Chris Tribbey #9 is still in first place at the end of Stage 4!

Bowling Green, Ohio, Sept. 11—The most difficult antique run in the world started off Stage 4 with 100 competitors riding out of New York under overcast skies and brisk temperatures before turning misty and wet, a condition that would remain all the way through the city of Pittsburgh before the sun made its appearance late during the afternoon in Ohio. While riders attempted to navigate their way over 273 miles across three states, the geriatric machines threw temper tantrums and kept sweep crews busy trying to keep track of broken machines. By the time riders rolled into the warm welcome by local dignitaries like two city mayors and a plethora of press that mingled through the crowd of fans during the reception at the Buffalo Wild Wings restaurant, there were 13 bikes on the trailers and another three who were otherwise out of the running for the day. Among those were one of the Rinker Indians that was taken out by a transmission issue, though we’re certain all three of the father/sons bikes will be back on the road by the green flag tomorrow morning.

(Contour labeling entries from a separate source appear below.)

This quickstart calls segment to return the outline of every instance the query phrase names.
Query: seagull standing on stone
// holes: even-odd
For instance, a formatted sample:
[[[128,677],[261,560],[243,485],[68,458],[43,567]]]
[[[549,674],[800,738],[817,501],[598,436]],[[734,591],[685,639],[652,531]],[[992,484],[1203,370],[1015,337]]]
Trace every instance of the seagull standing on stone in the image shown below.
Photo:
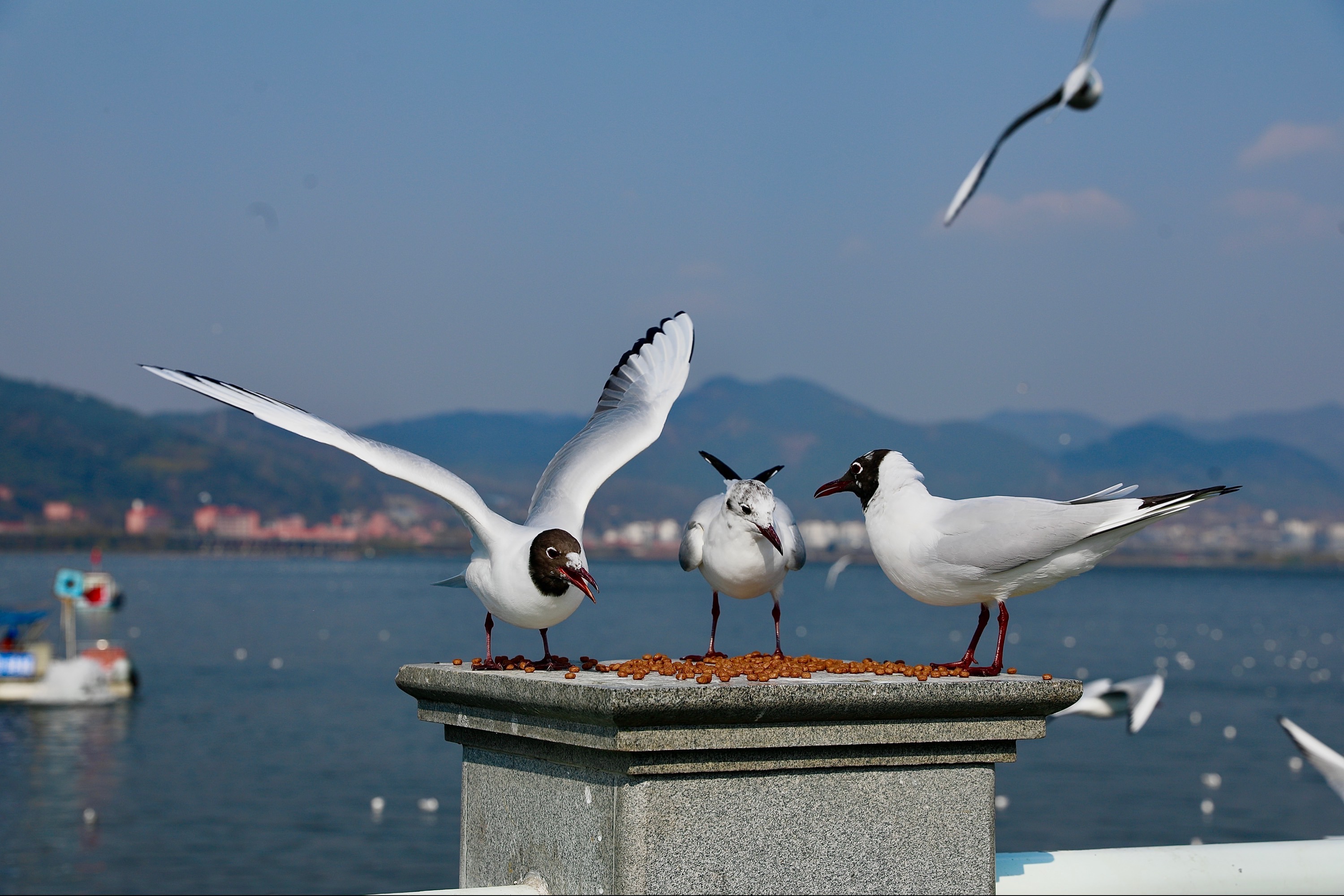
[[[1125,715],[1129,719],[1129,733],[1137,735],[1157,708],[1165,686],[1161,676],[1142,676],[1114,684],[1110,678],[1097,678],[1083,685],[1083,696],[1078,703],[1064,707],[1050,719],[1060,716],[1114,719]]]
[[[1284,727],[1288,736],[1293,739],[1293,744],[1301,751],[1306,762],[1316,767],[1316,771],[1325,775],[1325,783],[1331,786],[1331,790],[1344,799],[1344,756],[1339,755],[1320,740],[1312,735],[1302,731],[1302,728],[1293,723],[1288,716],[1279,716],[1278,724]]]
[[[980,187],[980,181],[985,176],[985,171],[989,168],[989,163],[995,160],[999,154],[999,148],[1003,146],[1004,141],[1008,140],[1019,128],[1025,125],[1028,121],[1039,116],[1048,109],[1063,109],[1068,106],[1070,109],[1077,109],[1079,111],[1086,111],[1091,109],[1098,102],[1101,102],[1101,75],[1093,69],[1093,58],[1097,55],[1097,32],[1101,31],[1101,23],[1110,12],[1110,4],[1116,0],[1103,0],[1097,15],[1093,17],[1091,26],[1087,28],[1087,38],[1083,40],[1083,51],[1078,55],[1078,62],[1074,64],[1073,71],[1064,78],[1064,83],[1055,89],[1055,93],[1050,94],[1035,106],[1027,111],[1017,116],[1008,128],[999,134],[999,140],[995,145],[989,148],[976,167],[970,169],[966,179],[961,181],[961,187],[957,188],[957,195],[952,197],[952,204],[948,206],[946,214],[942,216],[942,226],[950,227],[952,222],[957,219],[961,212],[962,206],[970,200],[974,195],[976,188]]]
[[[1126,498],[1137,489],[1113,485],[1073,501],[985,497],[950,501],[929,494],[923,474],[899,451],[856,458],[816,497],[853,492],[863,504],[872,553],[898,588],[943,607],[980,604],[970,646],[950,669],[996,676],[1003,669],[1008,598],[1048,588],[1087,572],[1121,541],[1157,520],[1241,486]],[[999,604],[995,661],[974,666],[976,645]]]
[[[579,536],[589,500],[598,486],[663,433],[668,411],[691,371],[695,330],[680,312],[653,326],[621,356],[607,376],[587,424],[556,451],[542,473],[521,525],[485,505],[470,485],[417,454],[374,442],[328,423],[293,404],[208,376],[142,365],[151,373],[231,404],[276,426],[348,451],[388,476],[421,486],[453,505],[472,531],[466,570],[446,582],[470,588],[485,604],[485,656],[481,668],[499,669],[491,656],[493,617],[539,629],[546,652],[536,668],[552,669],[546,631],[563,622],[597,582],[587,570]],[[544,395],[550,386],[538,383]]]
[[[747,600],[769,591],[774,598],[774,656],[782,657],[780,595],[784,594],[784,576],[790,570],[801,570],[808,562],[793,513],[766,485],[784,467],[773,466],[743,480],[708,451],[700,451],[700,457],[719,472],[726,486],[724,493],[706,498],[695,508],[685,524],[677,556],[683,570],[699,570],[714,588],[710,650],[704,656],[726,656],[714,649],[714,635],[719,629],[719,592]]]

One of our favorite farmers, Steve Andreasen #95, looked rather glum over the breakdown of his 1914 H-D. He’d just gotten it back on the road after cracking the engine open for repairs but ended up back on the sweep truck this afternoon. Over a drive-thru burger supper, Steve and his wife, Robin, discussed strategies while shoring each other up as they prepared to repeat the arduous process again tonight.

On the bright side, temperatures are predicted to warm up as the group makes their way into Illinois tomorrow evening. There’s a party planned during the lunch that will be hosted by Kersting’s Keg Harley-Davidson in Denham, Indiana so be sure to take your lunch break in time to come hang with the cool kids on the old iron.